Here is the one tricky thing about starting a variable with a word value: you need quotes inside quotes. "\"neutral\"" looks weird, but think of it this way — the outer quotes are required by the settings file format, and the inner \" marks tell the formula parser "this is a word, not a variable name." Just copy the pattern: "\"your word here\"".

Why does this matter? Without the inner quotes, the formula parser treats neutral as a variable name and looks it up — not the string you wanted.

Update phases

Most of the time you will use perTurnUpdate — it runs at the start of each turn, before any classifiers have read the new message. The others exist for more advanced timing needs.

FieldWhen it runs
perTurnUpdateAt the very start of processing the user's message, before any classifiers run
postInputUpdateAfter input classifiers have run, but before the bot replies
preResponseUpdateImmediately when the bot's reply arrives, before response classifiers run
postResponseUpdateAfter response classifiers have run

Each field is a formula whose result replaces the variable's current value. Leave a field blank (or omit it) and the variable is not updated at that phase.

Turn order diagram

User sends message
  └─ /setVar commands processed (before any variable updates)
  └─ perTurnUpdate runs on all variables
  └─ Input classifiers run
  └─ postInputUpdate runs on all variables
  └─ Content rules for Input / Post Input / Stage Direction apply
  └─ Bot generates reply
  └─ preResponseUpdate runs on all variables
  └─ Response classifiers run
  └─ postResponseUpdate runs on all variables
  └─ Content rules for Response / Post Response apply
  └─ Reply displayed to user

Stage Direction content rules are evaluated before the bot replies (in the same beforePrompt pass as Input rules), not after. See Turn Order for the full step-by-step breakdown.

Saved vs. reset-each-load variables

A variable is saved between messages (and across page reloads) if it has an update formula or is written to by a classifier or generator. Statosphere detects this automatically at load time — you do not need to do anything special. (source)

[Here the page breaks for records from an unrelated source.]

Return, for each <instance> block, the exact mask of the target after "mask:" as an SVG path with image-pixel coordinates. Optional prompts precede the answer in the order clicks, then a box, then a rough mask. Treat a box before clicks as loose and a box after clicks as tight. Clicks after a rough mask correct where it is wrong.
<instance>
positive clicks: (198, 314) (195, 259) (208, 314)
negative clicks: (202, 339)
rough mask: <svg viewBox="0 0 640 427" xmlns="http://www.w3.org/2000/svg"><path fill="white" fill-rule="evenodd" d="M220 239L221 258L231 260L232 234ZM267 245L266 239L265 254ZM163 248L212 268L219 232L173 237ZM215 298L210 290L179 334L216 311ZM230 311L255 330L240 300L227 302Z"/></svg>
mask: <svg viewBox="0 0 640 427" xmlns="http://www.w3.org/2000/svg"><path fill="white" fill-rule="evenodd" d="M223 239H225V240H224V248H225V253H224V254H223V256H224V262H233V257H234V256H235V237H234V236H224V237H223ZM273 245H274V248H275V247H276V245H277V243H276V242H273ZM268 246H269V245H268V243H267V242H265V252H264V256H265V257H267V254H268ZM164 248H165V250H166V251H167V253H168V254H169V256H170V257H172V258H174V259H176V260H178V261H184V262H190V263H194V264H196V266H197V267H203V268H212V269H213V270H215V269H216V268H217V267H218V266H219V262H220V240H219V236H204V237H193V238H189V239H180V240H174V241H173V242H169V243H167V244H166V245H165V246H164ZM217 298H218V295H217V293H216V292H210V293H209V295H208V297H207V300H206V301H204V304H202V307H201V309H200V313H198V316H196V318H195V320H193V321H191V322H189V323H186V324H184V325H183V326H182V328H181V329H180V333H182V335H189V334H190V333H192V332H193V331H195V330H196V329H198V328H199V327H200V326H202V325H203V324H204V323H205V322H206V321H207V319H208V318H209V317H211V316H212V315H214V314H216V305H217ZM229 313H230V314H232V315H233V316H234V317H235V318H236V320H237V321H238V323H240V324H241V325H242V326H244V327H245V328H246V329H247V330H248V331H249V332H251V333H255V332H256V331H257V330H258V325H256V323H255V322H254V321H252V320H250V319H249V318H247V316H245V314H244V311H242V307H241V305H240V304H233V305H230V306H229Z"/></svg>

A variable that has no update formulas and is never written to by a classifier or generator is treated as a constant — it resets to initialValue every time the page loads. (source) This is fine for fixed values like max_hp; it is a problem if you expected a variable to keep its value and it is not being updated anywhere.

Examples

A numeric counter that increments every turn

json
{
  "name": "turnCount",
  "initialValue": "0",
  "perTurnUpdate": "turnCount + 1"
}

A string variable that classifiers write to

json
{
  "name": "mood",
  "initialValue": "\"neutral\""
}

(A classifier sets it; no update formula needed on the variable itself.)

A derived variable that summarizes another

json
{
  "name": "hpStatus",
  "initialValue": "\"full\"",
  "postResponseUpdate": "hp < 25 ? \"critical\" : hp < 60 ? \"hurt\" : \"fine\""
}

The ? and : symbols make a choice: if the condition before ? is true, use the first option; otherwise use the second. Nested, this reads: "if HP is below 25 say 'critical'; if HP is below 60 say 'hurt'; otherwise say 'fine'."

This re-derives hpStatus from hp after every response, so it always stays in sync. You can then use hpStatus in content rules without repeating the threshold logic.

A turn-scoped flag reset each turn

json
{
  "name": "sceneChanged",
  "initialValue": "false",
  "perTurnUpdate": "false"
}

Classifiers can set sceneChanged to true during the turn. It resets to false at the start of the next turn. This is useful for gating generators that should only fire when something actually happened.